Achieving security at speed is not impossible, but it requires upskilling developers in a way that is least disruptive to their workflow while still providing a meaningful impact. “Tick-the-box” annual compliance training simply isn’t going to cut it; this is far too infrequent and not tailored to the languages and frameworks they use, nor the vulnerabilities they are most likely to come across in the codebases they work on.
Agile learning solutions that flex with the ever-changing needs of the business and threat landscape, as well as allow developers room to grow and build upon existing knowledge tend to be far more successful and relevant. This way of learning tends to break down modules into “microbursts” that are easier to retain and execute contextually when similar challenges present themselves in the real world.
Why should organizations incorporate tournaments in their training? Can you describe the effectiveness of a gamified learning experience in the context of secure coding?
I am a big advocate of putting a little fun into everything, and tournaments can be a powerful tool to help grow a positive security culture in an organization. They are a chance for developers to engage with security learning outcomes at a competitive level, against their peers, and get a clear view of where they measure up.
Many of our customers take this as an opportunity for team building and creating awareness, running themed tournaments with amazing prizes on offer for those who reach the top of the leaderboard. It is also a chance for management to identify security enthusiasts in the development cohort, which can result in appointing formidable security champions to keep the passion alive long after the tournament has concluded.
How important is the refreshment of secure development training?
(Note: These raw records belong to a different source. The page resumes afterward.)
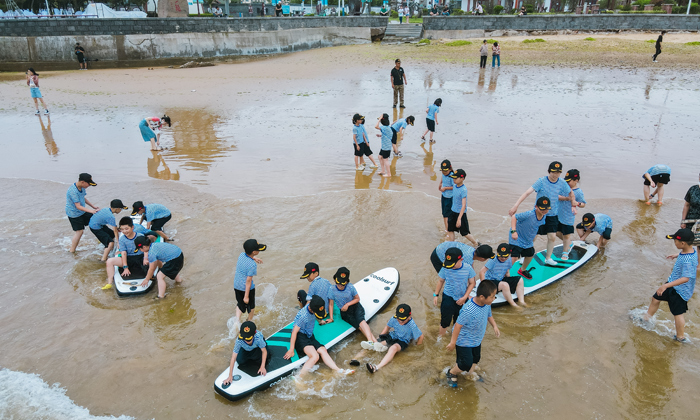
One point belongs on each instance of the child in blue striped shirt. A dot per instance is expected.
(469, 331)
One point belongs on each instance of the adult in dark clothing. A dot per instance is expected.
(659, 40)
(80, 53)
(398, 80)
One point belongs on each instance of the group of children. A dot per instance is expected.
(139, 253)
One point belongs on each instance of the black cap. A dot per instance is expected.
(342, 276)
(452, 256)
(318, 306)
(503, 250)
(459, 173)
(308, 269)
(685, 235)
(543, 203)
(555, 167)
(403, 311)
(252, 245)
(484, 251)
(137, 207)
(141, 241)
(248, 330)
(572, 175)
(117, 204)
(87, 178)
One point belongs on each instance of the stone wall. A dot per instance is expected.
(457, 27)
(120, 40)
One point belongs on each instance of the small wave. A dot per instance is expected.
(27, 396)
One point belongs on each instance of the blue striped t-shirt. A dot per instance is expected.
(74, 195)
(659, 169)
(458, 193)
(245, 267)
(526, 227)
(497, 269)
(473, 319)
(456, 281)
(407, 332)
(447, 181)
(101, 218)
(551, 190)
(686, 266)
(341, 297)
(566, 212)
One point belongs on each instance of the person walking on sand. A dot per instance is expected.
(659, 40)
(33, 83)
(484, 51)
(495, 55)
(398, 80)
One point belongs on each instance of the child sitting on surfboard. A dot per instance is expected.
(168, 258)
(318, 287)
(396, 336)
(496, 269)
(481, 253)
(345, 296)
(600, 223)
(459, 279)
(304, 342)
(104, 226)
(680, 284)
(130, 258)
(566, 214)
(469, 331)
(523, 230)
(243, 286)
(250, 350)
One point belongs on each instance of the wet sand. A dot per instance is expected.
(262, 149)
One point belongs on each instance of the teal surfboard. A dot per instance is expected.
(544, 275)
(375, 290)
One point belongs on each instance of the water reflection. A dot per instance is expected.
(49, 143)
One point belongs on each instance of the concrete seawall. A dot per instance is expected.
(458, 27)
(123, 40)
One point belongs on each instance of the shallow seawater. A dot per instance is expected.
(279, 169)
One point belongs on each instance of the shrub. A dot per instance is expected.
(458, 43)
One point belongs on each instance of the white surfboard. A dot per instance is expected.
(544, 275)
(131, 286)
(375, 290)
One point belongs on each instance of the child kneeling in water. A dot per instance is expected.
(250, 350)
(403, 331)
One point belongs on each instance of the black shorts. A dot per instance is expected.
(676, 303)
(157, 224)
(517, 252)
(467, 356)
(304, 341)
(240, 294)
(512, 283)
(446, 204)
(391, 341)
(172, 268)
(449, 311)
(354, 315)
(105, 235)
(551, 223)
(437, 264)
(658, 179)
(452, 224)
(79, 223)
(565, 229)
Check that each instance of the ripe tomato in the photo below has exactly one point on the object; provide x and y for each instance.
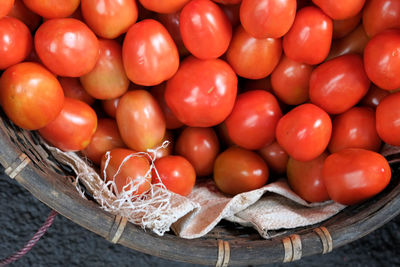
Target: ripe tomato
(253, 58)
(238, 170)
(380, 15)
(200, 146)
(340, 9)
(176, 173)
(253, 119)
(267, 18)
(73, 128)
(339, 84)
(51, 9)
(309, 39)
(304, 132)
(305, 178)
(353, 175)
(387, 119)
(355, 128)
(109, 18)
(67, 47)
(15, 42)
(140, 120)
(290, 81)
(104, 139)
(203, 92)
(107, 79)
(130, 175)
(205, 29)
(149, 54)
(30, 95)
(382, 59)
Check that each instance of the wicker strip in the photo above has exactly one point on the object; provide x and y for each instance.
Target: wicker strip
(13, 171)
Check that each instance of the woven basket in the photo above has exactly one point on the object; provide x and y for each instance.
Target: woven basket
(29, 163)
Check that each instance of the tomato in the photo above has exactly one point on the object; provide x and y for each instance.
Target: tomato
(171, 120)
(290, 81)
(382, 59)
(165, 7)
(129, 172)
(30, 95)
(267, 18)
(107, 79)
(253, 119)
(104, 139)
(149, 54)
(304, 132)
(51, 9)
(109, 18)
(353, 175)
(140, 120)
(253, 58)
(309, 39)
(305, 178)
(67, 47)
(275, 157)
(238, 170)
(176, 173)
(203, 92)
(380, 15)
(355, 128)
(387, 119)
(339, 84)
(209, 34)
(200, 146)
(15, 42)
(340, 9)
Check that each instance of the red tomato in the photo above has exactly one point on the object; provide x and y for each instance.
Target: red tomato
(305, 178)
(353, 175)
(253, 58)
(304, 132)
(355, 128)
(67, 47)
(73, 128)
(51, 9)
(339, 84)
(340, 9)
(107, 79)
(309, 39)
(15, 42)
(176, 173)
(253, 119)
(109, 18)
(140, 120)
(133, 173)
(379, 15)
(205, 29)
(267, 18)
(73, 89)
(382, 59)
(149, 54)
(203, 92)
(200, 146)
(290, 81)
(30, 95)
(387, 119)
(238, 170)
(104, 139)
(275, 157)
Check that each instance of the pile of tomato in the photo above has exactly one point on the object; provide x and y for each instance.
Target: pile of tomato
(242, 89)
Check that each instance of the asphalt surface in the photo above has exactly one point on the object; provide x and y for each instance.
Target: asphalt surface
(68, 244)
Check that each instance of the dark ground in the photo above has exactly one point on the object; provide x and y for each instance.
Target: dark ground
(67, 244)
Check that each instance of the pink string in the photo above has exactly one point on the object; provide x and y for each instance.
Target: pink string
(31, 243)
How often should these sessions be held?
It is completely pointless to implement any upskilling program that is only rolled out once a year. Throwing a few videos at developers to run at double speed while they focus on other tasks will not do a single thing to reduce vulnerabilities in the organization, or correct poor habits and coding patterns actively in use.
The OWASP Top 10 hasn’t varied that much in 20 years, but the technologies we use have drastically changed. We now write code for different purposes: full-stack, embedded, mobile, APIs… and security vulnerabilities exist in most of those technologies in different forms, requiring diverse coding patterns and approaches. It’s much more important to stay close to new versions of languages or stacks, rather than trying to keep up with the vulnerabilities.
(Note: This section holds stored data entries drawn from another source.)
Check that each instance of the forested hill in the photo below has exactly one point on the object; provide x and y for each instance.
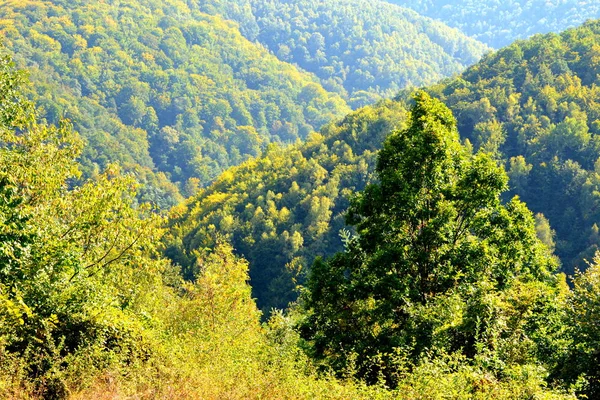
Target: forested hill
(174, 91)
(361, 49)
(157, 86)
(500, 22)
(535, 105)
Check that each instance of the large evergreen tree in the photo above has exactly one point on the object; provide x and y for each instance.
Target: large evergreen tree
(435, 257)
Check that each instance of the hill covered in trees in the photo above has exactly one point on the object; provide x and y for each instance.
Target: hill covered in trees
(499, 22)
(160, 87)
(532, 105)
(174, 90)
(361, 49)
(89, 308)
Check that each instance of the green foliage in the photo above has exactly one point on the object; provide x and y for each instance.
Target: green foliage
(167, 91)
(583, 313)
(360, 49)
(532, 106)
(435, 258)
(543, 96)
(285, 207)
(499, 22)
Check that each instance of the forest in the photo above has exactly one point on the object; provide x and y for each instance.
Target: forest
(175, 93)
(498, 23)
(267, 199)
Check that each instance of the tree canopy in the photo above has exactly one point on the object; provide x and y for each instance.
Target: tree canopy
(433, 244)
(500, 22)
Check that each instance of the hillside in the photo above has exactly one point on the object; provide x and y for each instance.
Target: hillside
(90, 309)
(158, 86)
(175, 92)
(499, 22)
(362, 49)
(534, 105)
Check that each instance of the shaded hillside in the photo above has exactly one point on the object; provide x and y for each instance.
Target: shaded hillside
(534, 105)
(158, 86)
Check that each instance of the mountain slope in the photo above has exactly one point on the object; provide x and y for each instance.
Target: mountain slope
(535, 105)
(361, 49)
(158, 85)
(499, 22)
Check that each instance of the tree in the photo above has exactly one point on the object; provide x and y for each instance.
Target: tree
(434, 246)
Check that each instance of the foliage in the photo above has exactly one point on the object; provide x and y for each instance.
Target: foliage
(541, 98)
(437, 262)
(360, 49)
(500, 22)
(282, 209)
(169, 92)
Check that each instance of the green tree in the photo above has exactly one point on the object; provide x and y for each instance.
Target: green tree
(434, 246)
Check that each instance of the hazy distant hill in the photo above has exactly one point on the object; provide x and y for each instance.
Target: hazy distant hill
(499, 22)
(534, 104)
(361, 49)
(158, 85)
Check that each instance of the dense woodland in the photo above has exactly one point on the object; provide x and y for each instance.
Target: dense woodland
(442, 243)
(499, 22)
(362, 49)
(177, 94)
(89, 308)
(533, 105)
(158, 87)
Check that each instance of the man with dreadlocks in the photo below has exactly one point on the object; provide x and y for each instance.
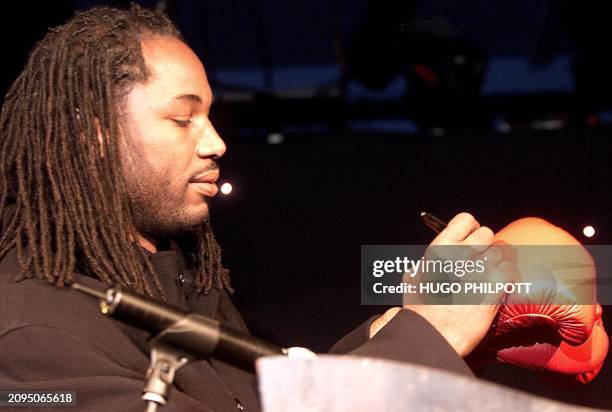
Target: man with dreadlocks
(107, 162)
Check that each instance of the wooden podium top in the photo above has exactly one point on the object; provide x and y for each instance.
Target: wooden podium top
(353, 384)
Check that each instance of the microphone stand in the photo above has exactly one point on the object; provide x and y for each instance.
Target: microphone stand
(178, 337)
(165, 361)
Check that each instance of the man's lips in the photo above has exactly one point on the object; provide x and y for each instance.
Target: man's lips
(205, 183)
(210, 176)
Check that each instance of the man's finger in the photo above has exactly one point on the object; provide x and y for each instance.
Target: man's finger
(460, 227)
(480, 239)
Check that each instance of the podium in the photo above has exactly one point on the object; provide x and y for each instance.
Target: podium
(353, 384)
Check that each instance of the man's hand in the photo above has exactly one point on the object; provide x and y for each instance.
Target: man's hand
(463, 326)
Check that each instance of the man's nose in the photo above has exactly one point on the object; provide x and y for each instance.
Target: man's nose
(210, 145)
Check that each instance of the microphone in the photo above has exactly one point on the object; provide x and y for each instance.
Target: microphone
(195, 335)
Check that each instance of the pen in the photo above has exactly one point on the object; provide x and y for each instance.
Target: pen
(433, 222)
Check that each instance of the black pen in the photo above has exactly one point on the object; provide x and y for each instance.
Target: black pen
(433, 222)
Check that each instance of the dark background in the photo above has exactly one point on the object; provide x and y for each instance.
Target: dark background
(354, 165)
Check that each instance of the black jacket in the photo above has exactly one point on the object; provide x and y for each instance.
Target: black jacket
(56, 339)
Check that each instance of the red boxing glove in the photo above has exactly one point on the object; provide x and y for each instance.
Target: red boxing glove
(563, 363)
(555, 329)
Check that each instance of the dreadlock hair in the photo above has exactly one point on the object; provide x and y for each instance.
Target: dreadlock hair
(64, 180)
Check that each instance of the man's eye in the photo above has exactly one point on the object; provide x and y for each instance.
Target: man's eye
(182, 123)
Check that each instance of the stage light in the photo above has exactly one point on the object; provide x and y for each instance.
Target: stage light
(226, 188)
(588, 231)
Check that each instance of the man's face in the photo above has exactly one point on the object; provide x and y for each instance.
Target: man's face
(170, 144)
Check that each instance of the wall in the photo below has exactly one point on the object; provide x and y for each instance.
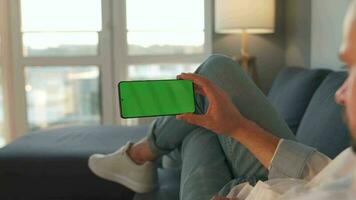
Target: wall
(308, 34)
(326, 35)
(269, 49)
(298, 30)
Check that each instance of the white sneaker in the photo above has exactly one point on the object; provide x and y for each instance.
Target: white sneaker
(119, 167)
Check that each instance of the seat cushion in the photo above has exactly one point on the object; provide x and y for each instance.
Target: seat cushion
(292, 91)
(323, 126)
(52, 164)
Ideally, training should be bite-sized and digestible whenever it is needed (e.g. embedded into issue tracking systems), with core sessions run frequently to tackle the issues most relevant to the organization. It should be hands-on, replicating the code and scenarios they will see in their work day. They should be given adequate time to train, with easy access to education as part of their workflow with minimal context-switching. It really is that important.
Given the importance of secure coding, what innovative methods or strategies can be employed to continually encourage developers to improve their secure coding techniques?
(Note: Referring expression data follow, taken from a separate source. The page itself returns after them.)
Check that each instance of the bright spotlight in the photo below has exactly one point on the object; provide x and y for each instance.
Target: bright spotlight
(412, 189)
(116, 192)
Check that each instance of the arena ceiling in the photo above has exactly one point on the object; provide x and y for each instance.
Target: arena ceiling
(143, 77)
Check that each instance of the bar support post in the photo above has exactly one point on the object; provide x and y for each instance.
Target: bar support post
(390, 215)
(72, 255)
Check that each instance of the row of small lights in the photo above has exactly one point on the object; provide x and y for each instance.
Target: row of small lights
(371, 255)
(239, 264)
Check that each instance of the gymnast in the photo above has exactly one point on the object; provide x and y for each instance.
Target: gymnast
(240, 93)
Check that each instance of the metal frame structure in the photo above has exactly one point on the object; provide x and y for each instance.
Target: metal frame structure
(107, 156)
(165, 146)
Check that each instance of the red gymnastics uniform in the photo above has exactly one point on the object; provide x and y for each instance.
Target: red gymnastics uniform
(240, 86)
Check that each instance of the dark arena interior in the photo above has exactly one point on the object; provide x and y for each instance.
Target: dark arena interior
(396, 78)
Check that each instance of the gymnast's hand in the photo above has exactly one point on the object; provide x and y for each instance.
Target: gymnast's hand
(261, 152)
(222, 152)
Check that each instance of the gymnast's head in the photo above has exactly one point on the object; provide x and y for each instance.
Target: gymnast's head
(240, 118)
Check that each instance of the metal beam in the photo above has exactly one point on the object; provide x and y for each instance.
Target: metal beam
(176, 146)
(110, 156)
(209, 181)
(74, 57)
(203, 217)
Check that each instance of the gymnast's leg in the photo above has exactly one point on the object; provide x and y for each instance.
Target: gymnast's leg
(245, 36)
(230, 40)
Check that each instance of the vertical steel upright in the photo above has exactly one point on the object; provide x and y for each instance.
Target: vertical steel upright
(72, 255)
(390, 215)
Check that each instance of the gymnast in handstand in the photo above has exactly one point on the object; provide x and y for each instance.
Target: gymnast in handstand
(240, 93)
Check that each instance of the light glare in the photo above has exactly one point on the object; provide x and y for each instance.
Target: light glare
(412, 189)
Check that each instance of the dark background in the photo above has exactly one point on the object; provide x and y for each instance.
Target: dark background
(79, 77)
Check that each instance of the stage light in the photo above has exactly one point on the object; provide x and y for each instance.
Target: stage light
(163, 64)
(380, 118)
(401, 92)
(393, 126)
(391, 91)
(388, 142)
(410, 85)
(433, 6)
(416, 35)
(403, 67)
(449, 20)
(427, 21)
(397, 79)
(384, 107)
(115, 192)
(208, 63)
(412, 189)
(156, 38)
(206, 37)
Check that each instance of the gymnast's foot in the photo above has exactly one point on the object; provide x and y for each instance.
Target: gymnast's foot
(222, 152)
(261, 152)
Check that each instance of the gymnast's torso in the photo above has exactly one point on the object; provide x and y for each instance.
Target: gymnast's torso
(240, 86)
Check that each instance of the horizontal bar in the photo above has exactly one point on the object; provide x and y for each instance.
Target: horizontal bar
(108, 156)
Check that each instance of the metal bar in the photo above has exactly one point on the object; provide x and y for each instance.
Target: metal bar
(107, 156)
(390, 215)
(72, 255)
In this era of new (and potentially insecure) AI development tools coming out every other day, now more than ever, we need to help developers understand the role they play in reducing code-level cyber risk. They need to be educated to care more about secure coding outcomes, and be equipped with the skills to identify and avoid common vulnerabilities altogether in their own work.
Organizations with a high level of security maturity have strong, developer-driven security programs that focus on their learning journey, career pathways, and knowledge sharing. They often make secure coding part of development KPIs, but by the same token, incentivize continuous education and passing assessments.
Security-aware developers are sought after, highly respected by their peers, and enjoy status that helps them stand out among more average developers. Leveraging this and making secure coding pain-free, incentivized, and even tied to more interesting projects can be a potent motivator.